Sì, sono sempre stato interessato a questa storia, ma ero sempre impegnato con altro. Poi Eric Roth ha scritto il libro; io lo ho incontrato nove anni fa. C’era un mio interesse anche per analizzare lo sviluppo dei servizi segreti negli anni successivi. Quindi mi sono accordato con Roth: se fossi riuscito a fare questo film (visto che ci vuole sempre tanta fortuna per portare a termine un film), allora avremmo realizzato una seconda parte, ambientata tra il 1961 e il 1989, dalla Baia dei Porci al crollo del Muro di Berlino.
E’ stato un film difficile da realizzare, dal punto di vista tecnico e per il montaggio.

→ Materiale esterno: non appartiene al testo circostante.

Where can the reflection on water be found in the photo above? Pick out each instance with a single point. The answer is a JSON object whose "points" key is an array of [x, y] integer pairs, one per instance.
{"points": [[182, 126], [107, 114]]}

Potrebbe parlarci del significato del suo film nel contesto odierno?

Non so se si possa parlare di un significato all’interno del contesto attuale: starà al pubblico decidere. Comunque è anche altro: un dramma familiare, per esempio.

Può dare consigli ai giovani aspiranti attori e, viste queste scene, anche ai giovani aspiranti registi?

Per essere degli attori bisogna semplicemente continuare a fare quello che si ama; se poi questo porta a guadagnare abbastanza per vivere... beh, questa diventa una grande fortuna.
La regia è un mestiere veramente impegnativo, tutti ti stanno addosso. Un film come The Good Sheperd sarebbe diventato impossibile, se gli attori non si fossero sacrificati, accettando guadagni inferiori a quelli consueti.
Venti anni fa mostrai un mio lavoro di regia a Kazan e lui mi disse: «Fallo adesso che ne hai voglia». E’ giusto impegnarsi al massimo per raggiungere un risultato.

Quanto deve a Martin Scorsese e quanto lui deve a lei?
Conosce la situazione dell’industria del cinema italiano? Pensa che ci possa essere un rimedio?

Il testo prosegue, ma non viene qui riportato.